Numerous studies have noted that, in overproductive deposits in the form of halos that outline hydrocarbon deposits, elevated concentrations of elements are established: Mi, Fe, Ti, Cu, Pb, Sn, V, Ni, Co, Si, Al, Ca, Ba, Sr, etc. Paragenetic associations of chemical elements, the nature of their relationship with neoformations, the sequence of deposition and selective confinement to different parts of productive sections are revealed. The multivalent and chalcophile elements Fe, Mi, Pb and Zn tend to precipitate in reducing media together with siderite and sulfides. Complexes of compounds with organic components form Cu, V, Ni and Co. In the presence of CO2, Ca, Ba and Sr, carbonates are intensively dissolved, turning into soluble hydrocarbons.
In other words, rocks containing hydrocarbons include a wide variety of compounds that actively influence the transformation of hydrocarbons at the stage of reservoir formation. During the development of deposits by thermal methods, many rock components can actively participate in chemical processes that provide an increase in the mobility of heavy oil or the destruction of kerogen in shale deposits.

2. At the Production Stage as Catalysts

The course of catalytic processes during thermal action on oil deposits has long been known. The term aquathermolysis itself provides for the important role of the minerals of the reservoir rock [16]. Aquathermolysis is considered as one of the methods of in situ upgrading of high-viscosity crude oil, along with in situ combustion, low-temperature oxidation and other methods, which are common for formation heating and injection of reagents and/or catalysts [16][17][18][19][20].

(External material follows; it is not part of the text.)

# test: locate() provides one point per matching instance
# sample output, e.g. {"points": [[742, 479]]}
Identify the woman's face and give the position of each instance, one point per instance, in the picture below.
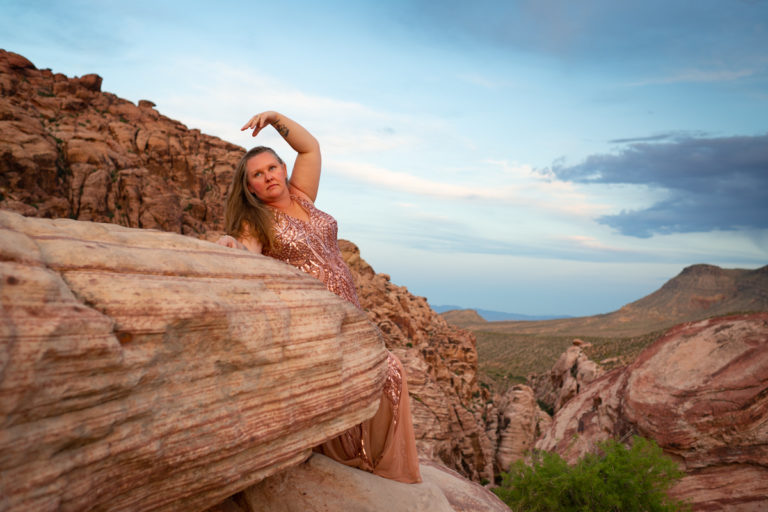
{"points": [[266, 177]]}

The catalytic participation of rock-forming minerals was studied on an oil sample from the Ashalcha field [21]. Physical modeling of the catalytic aquathermolysis of heavy oil with different chemical compositions has been performed. The processes were carried out at a temperature of 300 °C in the presence of kaolin (montmorillonite content 44%) and catalysts based on transition metal carboxylates (Fe, Co, Cu). The process medium was a mixture of carbon dioxide and water vapor. Distinctive features of hydrothermal–catalytic conversion of various types of oil were evaluated by fractional, structural-group, microelement composition and change in the H:C ratio. These variations are due to the initial properties of crude oil and the degree of activation of C-C, C-N, C-O and C-S bond destruction reactions, leading to different levels of increase in the content of saturated fractions and a decrease in the content of resins and asphaltenes. The thermal analysis method was used to evaluate the oil content on the rock before and after the experiments. The high molecular weight components of naphthenic aromatic oil type B2 showed a greater adsorption capacity for rocks compared to oil type A1. Therefore, the adsorption of catalyst components on rocks is also greater [22], as shown by the effect of montmorillonite, kaolinite, quartz, calcite, etc., on the change in the molecular weight of asphaltenes in heavy oils from various fields during aquathermolysis [23].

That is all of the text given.